3. April 2020, 4:27 Uhr | Lesezeit: 7 Minuten
Corona stellt uns alle vor große Herausforderungen, für viele Paare wird die gemeinsame Zeit auf engem Raum zur Zerreißprobe. Was machen die Umstände mit der Beziehung? Wie steht man das als Paar gemeinsam durch? Diese und andere Fragen hat STYLEBOOK einer Expertin gestellt.

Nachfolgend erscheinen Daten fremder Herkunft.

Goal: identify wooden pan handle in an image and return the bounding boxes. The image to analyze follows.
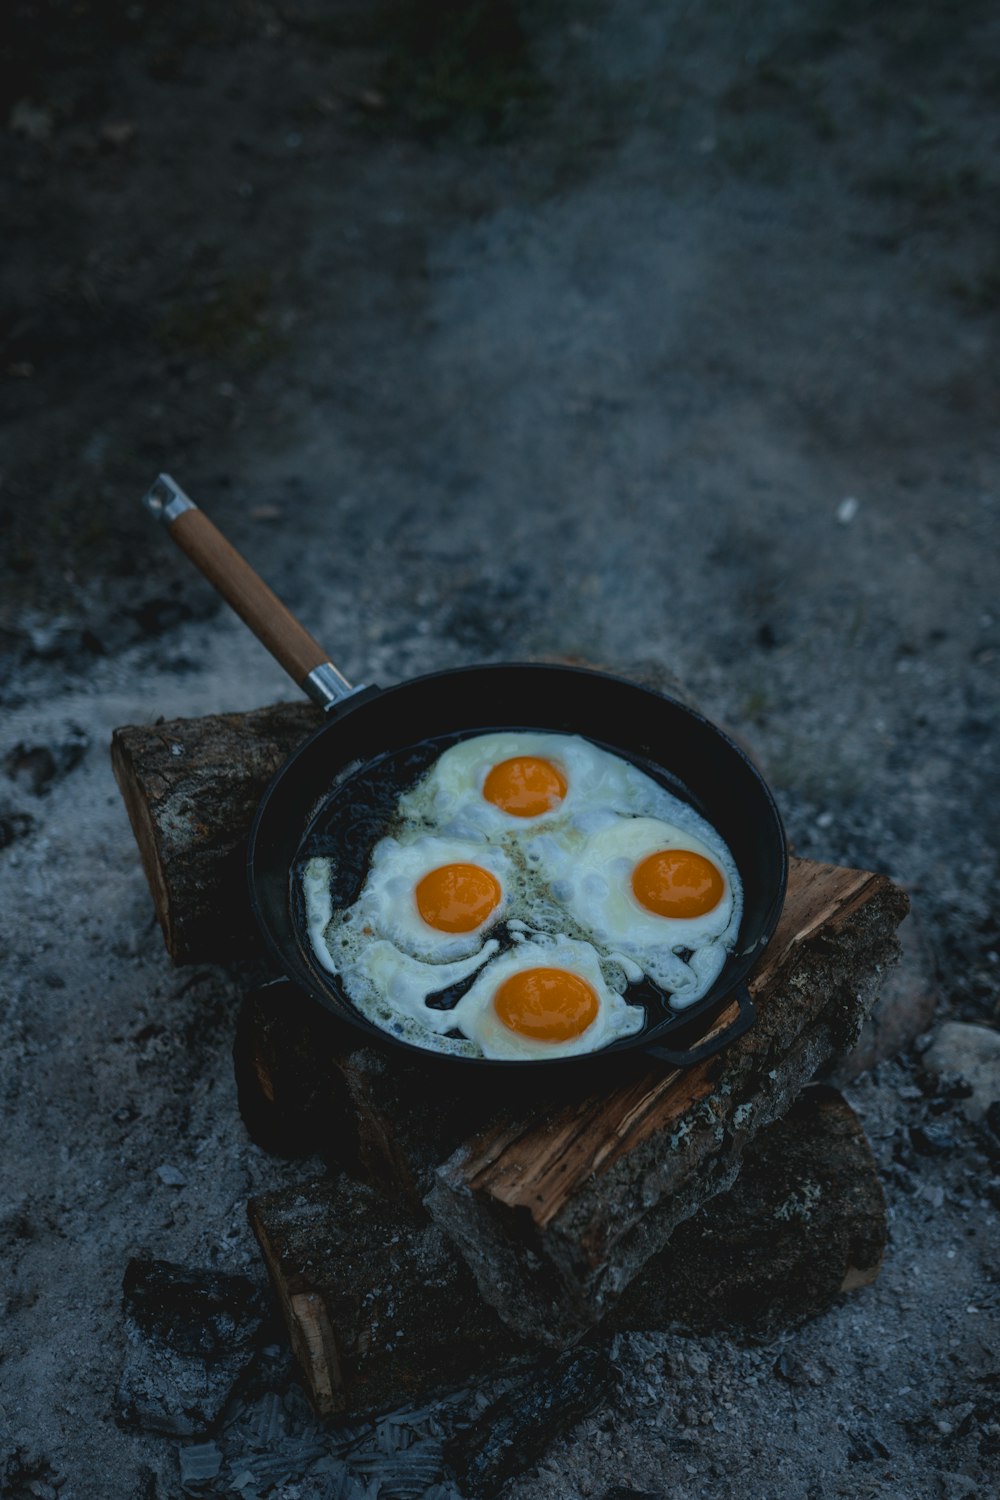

„Es gibt gute und natürlich auch schlechte Auswirkungen“, sagt Daniela van Santen, Beziehungscoach aus Hamburg. So komme es ganz auf das Paar an und wie man gemeinsam funktioniere – Paare, die ohnehin viel Zeit zusammen verbringen und eher symbiotisch funktionieren, werden auch diese Zeit gut überstehen: „Sie werden die Nähe lieben und sogar eher traurig sein, wenn die Quarantäne überstanden ist und der normale Alltag wieder einkehrt“, so van Santen. Doch auch hier sei es wichtig, dass man eine gewisse Struktur in die Beziehung bringe, gerade für das Arbeiten im Homeoffice seien feste Zeiten wichtig, in denen jeder für sich konzentriert arbeiten könne und seinen eigenen Bereich in der Wohnung oder im Haus habe. Allen Paaren rät van Santen, „Kuschelzeiten von Arbeitszeiten klar zu trennen“.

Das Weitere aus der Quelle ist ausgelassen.